Anyone have a PET scan light up s/p initial surgery (5 years ago R LL lobectomy and R UL wedge both stage 1 NSCLC) and it NOT be a recurrance? Been a long few months......
CT chest 5/12/23 showed mild increased thickening along the medial aspect of the suture line dating back to 2019, stable as compared to the 2022 exam. Mildly increased ground-glass changes adjacent to this thickening.
PET/CT 5/18/2023 demonstrated increased thickening and nodularity along the anteromedial aspect of the suture line since 2019 with heterogeneous mild FDG uptake, concerning for recurrent disease. Consider tissue sampling versus close interval follow-up to ensure stability. No FDG avid disease elsewhere in the body.
She underwent Robotic bronchoscopy with EBUS, lung biopsy on 6/13/2023. Pathology c/w: Lung parenchyma with focally minimal fibrosis, no explanation for a nodule is seen, no granulomata or carcinoma seen. Six additional levels of blocks A1 and A2 of the lung biopsy have been examined and again unremarkable fibrovascular tissue and lung parenchyma is seen. No inflammation, granulomata or neoplasm is identified. Right upper lobe, EBUS biopsy c/w: Rare atypical epithelial cells.

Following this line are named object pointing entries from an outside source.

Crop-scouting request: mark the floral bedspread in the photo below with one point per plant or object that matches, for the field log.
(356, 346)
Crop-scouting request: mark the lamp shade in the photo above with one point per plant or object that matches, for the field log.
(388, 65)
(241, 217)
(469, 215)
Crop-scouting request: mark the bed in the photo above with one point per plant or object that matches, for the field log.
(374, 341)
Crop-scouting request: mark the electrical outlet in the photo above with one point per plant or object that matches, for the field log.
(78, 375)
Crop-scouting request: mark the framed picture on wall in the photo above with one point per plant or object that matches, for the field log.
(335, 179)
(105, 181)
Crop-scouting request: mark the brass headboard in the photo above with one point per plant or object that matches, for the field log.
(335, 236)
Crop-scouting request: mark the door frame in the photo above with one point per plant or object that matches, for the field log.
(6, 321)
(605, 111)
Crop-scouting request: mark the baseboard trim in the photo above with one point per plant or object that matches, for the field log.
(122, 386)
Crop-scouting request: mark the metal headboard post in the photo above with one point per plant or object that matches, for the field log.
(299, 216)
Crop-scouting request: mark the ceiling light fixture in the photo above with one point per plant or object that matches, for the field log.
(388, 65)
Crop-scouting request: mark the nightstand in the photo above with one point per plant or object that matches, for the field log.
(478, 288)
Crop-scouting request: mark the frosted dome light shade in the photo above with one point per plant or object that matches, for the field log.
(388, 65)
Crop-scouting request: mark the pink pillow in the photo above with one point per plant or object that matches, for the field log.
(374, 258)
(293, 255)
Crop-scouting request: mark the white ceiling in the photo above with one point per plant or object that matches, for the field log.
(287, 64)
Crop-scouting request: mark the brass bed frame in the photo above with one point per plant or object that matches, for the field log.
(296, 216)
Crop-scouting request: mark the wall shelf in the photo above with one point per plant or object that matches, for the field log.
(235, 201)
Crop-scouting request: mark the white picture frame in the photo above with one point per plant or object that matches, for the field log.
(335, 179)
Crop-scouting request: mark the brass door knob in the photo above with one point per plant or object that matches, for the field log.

She completed a short course of antibiotic treatment - Azithromycin x 14 days. Repeat PET/CT 9/07/2023 demonstrated status post right lower lobectomy and right upper lobe wedge resection with postoperative changes. Unchanged thickening along the right upper lobe suture line. Stable medial nodular component measuring 1.8 x 1.6 cm with low FDG-avidity (SUV max: 2.2; previously: SUV max: 2.0). No new FDG avid lesion. No evidence of metastatic disease in the chest, abdomen, or pelvis.
Given the fact that she has a stable 1.8 x 1.6 cm FDG avid right medial nodular component, it is PET positive, with SUV 2.2, slightly increased from previous scan of SUV 2.0, we are concerned that the biopsy result might be false negative. We recommend that patient undergo a repeat navigational bronchoscopy with Dr. xxxx to ensure the accuracy.